One lazy afternoon in the 1890s, legendary inventor Nikola Tesla was lounging around his laboratory with his good friend Samuel Clemens, also known as the famed writer Mark Twain. The two had a longstanding relationship, and Twain, who was notoriously fascinated with science and technology, was a regular visitor at Tesla’s laboratory.
By this point in his life, Twain was, as Tesla described,
“…in the worst shape, suffering from a variety of distressing and dangerous ailments.” Thus, on this particular afternoon, Tesla suggested that Twain try out a new invention he’d been working on, a mechanical oscillator that sent vibrations through the body at various frequencies. Twain agreed and stepped onto Tesla’s machine. At the end of the process, Twain suddenly leaped up and rushed to the toilet with terrible diarrhea.
Despite this, Twain would continue to use the machine daily for almost two months, at the end of which he had, in the words of Tesla, “regained his old vigor and ability to enjoy life to the fullest extent.” This was precisely what Tesla had expected, the same results Tesla and his assistants had achieved during their experimentation with the invention. As Tesla described in his records:
“I stepped on the platform and the vibrations imparted to it by the machine were transmitted to my body. The sensation experienced was as strange as agreeable, and I asked my assistants to try. They did so and were mystified and pleased like myself. But a few minutes later some of us, who had stayed longer on the platform, felt an unspeakable and pressing necessity which had to be promptly satisfied, and then the stupendous truth dawned upon me”.
“When I began to practice with my assistants mechanical therapy, we used to finish our meals quickly and rush back to the laboratory. We suffered from dyspepsia and various stomach troubles, biliousness, constipation, flatulence and other disturbances, all natural results of such irregular habit. But only after a week of application, during which I improved the technique and my assistants learned how to take the treatment to their best advantage, all these forms of sickness disappeared as by enchantment and for nearly four years, while the machine was in use, we were all in excellent health.”
Tesla described this discovery and invention as his greatest contribution to human well-being, a bold statement for an inventor on the level of Nikola Tesla. Throughout the rest of his life, he would use his oscillation machine to treat people with a wide variety of health problems – from constipation to cardiovascular disease, injuries and infections, sleep disorders, and hormonal imbalances.

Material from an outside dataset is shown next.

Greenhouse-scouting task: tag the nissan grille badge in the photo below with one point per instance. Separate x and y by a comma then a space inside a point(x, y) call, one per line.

But exactly what was it that he had discovered?
As Tesla himself said:
“If you want to find the secrets of the universe, think in terms of energy, frequency and vibration.”
Pythagoras’ Discovery of Sound Healing
Over 2500 years ago, legendary Greek thinker Pythagoras – the professed father of mathematics and geometry, as well as the first person to use the term “philosophy” – was waking past a blacksmith’s shop, when he heard the sounds of hammers pounding on iron emanating from within. He stopped, noticing the hammers were producing curious harmonies. Intrigued, he ran inside to investigate. After some examination, Pythagoras found that those hammers which were harmonious with each other had a simple mathematical relationship, namely that their masses were ratios or fractions of each other.
This sent his mind racing, and he began to experiment, investigating and testing with liquids in glass, various pipes, and multiple lengths of stringed instruments he had created. The results of these experiments led Pythagoras to a stunning conclusion – that music was not only an expression of ‘sacred geometry,’ but that it was, in fact, medicine.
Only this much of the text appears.